The mountains south of town. (ZC)



So, the focus of this blog is probably going to shift a bit back to political and pop culture issues, but there will be plenty of personal reflection still left over. My story is far from finished and I hope that you all will stay with me as I navigate West Texas. Thanks for reading.

Saturday, October 13, 2012

Deep in the heart...



Just wanted to let you folks know I made it. Will update soon. Wish you the best.

Tuesday, October 9, 2012

I'm asking for your help.



Okay, here's the deal, folks. I know this is going to come across as quite a request, but I have to ask. I have a chance to move to Texas, with a job and a stable living situation lined up. I do not have that here. I am short on bus fare. I am asking if anyone can help. The bus is around $140.00 one way after taxes, or a train from Tucson is $75.00 if I am able to get there. I know this is asking an absurd amount, and this is very public, but I am getting a chance to hit the reset button, go a place where I don't know where to get drugs, and start all over again. I need this, desperately, more than anyone could imagine. I can't let this pass me buy, and I am willing to consent to any terms possible to get this done. Thanks for reading this and I hope, maybe, you'll consider my request. I know not many of you know me personally, so thanks for reading and considering my request. You have no idea how much it would mean to me. 

If you're interested, you can contact me via Facebook by clicking here or by emailing  me at zachary.j.cook@gmail.com.

Monday, October 8, 2012

Breakthrough





Hey!
It's weird and probably a lot of unnessesary pressure to put on myself, but I feel good about where I am at as a person and in my recovery.

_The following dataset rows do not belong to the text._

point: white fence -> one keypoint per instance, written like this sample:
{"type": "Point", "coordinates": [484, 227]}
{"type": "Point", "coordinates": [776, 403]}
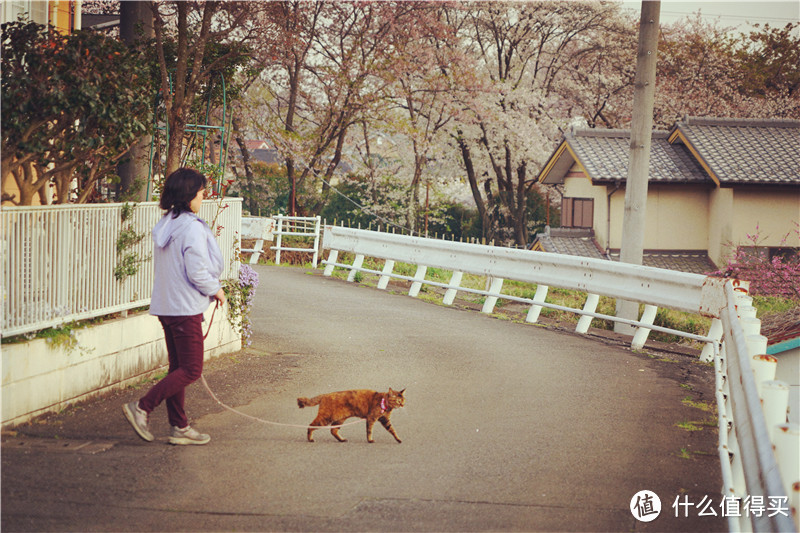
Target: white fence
{"type": "Point", "coordinates": [59, 261]}
{"type": "Point", "coordinates": [303, 227]}
{"type": "Point", "coordinates": [744, 377]}
{"type": "Point", "coordinates": [261, 229]}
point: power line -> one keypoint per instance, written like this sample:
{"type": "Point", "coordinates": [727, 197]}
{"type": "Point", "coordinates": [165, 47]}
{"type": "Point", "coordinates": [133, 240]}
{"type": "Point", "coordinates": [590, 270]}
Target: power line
{"type": "Point", "coordinates": [725, 15]}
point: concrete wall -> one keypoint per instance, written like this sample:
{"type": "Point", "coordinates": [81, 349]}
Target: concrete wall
{"type": "Point", "coordinates": [39, 377]}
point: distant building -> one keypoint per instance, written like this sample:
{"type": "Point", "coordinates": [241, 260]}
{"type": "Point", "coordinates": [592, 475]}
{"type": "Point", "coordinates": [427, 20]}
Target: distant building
{"type": "Point", "coordinates": [711, 182]}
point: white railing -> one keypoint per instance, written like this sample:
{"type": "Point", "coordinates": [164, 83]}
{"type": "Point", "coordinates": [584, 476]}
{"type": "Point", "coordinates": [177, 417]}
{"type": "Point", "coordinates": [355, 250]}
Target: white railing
{"type": "Point", "coordinates": [59, 261]}
{"type": "Point", "coordinates": [302, 227]}
{"type": "Point", "coordinates": [259, 228]}
{"type": "Point", "coordinates": [749, 466]}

I feel like maybe I have turned the mystical "corner" for drug addiction - I mean, yes, the cravings/etc are all still there and obviously just delightful to deal with - but I feel like there is a light at the end of the tunnel and that light is approaching at a speed that is totally unexpected but obviously incredibly awesome.

When you are getting high, even if it doesn't seem like it, the rest of the world goes into kind of a "haze". While things like wanting to get a job, or being in a romantic relationship, or even common things like going out for a drink or going out to dinner are concerns in an abstract sense, in practicality they don't actually matter too much because hey, you want to get high, and that's that. But as I've stayed sober, the old me has finally seen a little bit of the other side - I realized what people were missing when they don't have the money to go out with friends, or to just enjoy life's every day pleasures. The reasons why you want money besides getting high. that in a real sense, there's something more to life. I'm obviously not out of the water just yet,  but I feel like that there's a real opportunity here for me to bring myself out of this. Next step is working on a job, but at least that means there's room for the next step. Thanks for reading and maybe after I finally get things settled, I might be able to start posting about non personal (aka topical) stuff. But given that I still have to live with two crackheads in a one bedroom apartment, stability is a lot to ask. I'll see you guys soon.